2011-02-28 Thread Josh Berkus

> Well, what we have now is a bunch of counters in pg_stat_all_tables
> and pg_statio_all_tables. 

Right.   What I'm saying is those aren't good enough, and have never
been good enough.  Counters without a time basis are pretty much useless
for performance monitoring/management (Baron Schwartz has a blog post
talking about this, but I can't find it right now).

Take, for example, a problem I was recently grappling with for Nagios.
I'd like to do a check as to whether or not tables are getting
autoanalyzed often enough.  After all, autovac can fall behind, and we'd
want to be alerted of that.

The problem is, in order to measure whether or not autoanalyze is
behind, you need to count how many inserts,updates,deletes have happened
since the last autoanalyze.  pg_stat_user_tables just gives us the
counters since the last reset ... and the reset time isn't even stored
in PostgreSQL.

This means that, without adding external tools like pg_statsinfo, we
can't autotune autoanalyze at all.

There are quite a few other examples where the counters could contribute
to autotuning and DBA performance monitoring if only they were
time-based.
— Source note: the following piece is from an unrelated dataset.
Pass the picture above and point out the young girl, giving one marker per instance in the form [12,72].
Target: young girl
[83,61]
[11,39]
As it is, they're useful for finding unused indexes and
that's about it.

One possibility, of course, would be to take pg_statsinfo and make it
part of core.  There's a couple disadvantages of that; (1) is the
storage and extra objects required, which would then require us to add
extra management routines as well.  (2) is that pg_statsinfo only stores
top-level view history, meaning that it wouldn't be very adaptable to
improvements we make in system views in the future.

On the other hand, anything which increases the size of pg_statistic
would be a nightmare.

One possible compromise solution might be to implement code for the
stats collector to automatically reset the stats at a given clock
interval.  If we combined this with keeping the reset time, and keeping
a snapshot of the stats from the last clock tick (and their reset time)
that would be "good enough" for most monitoring.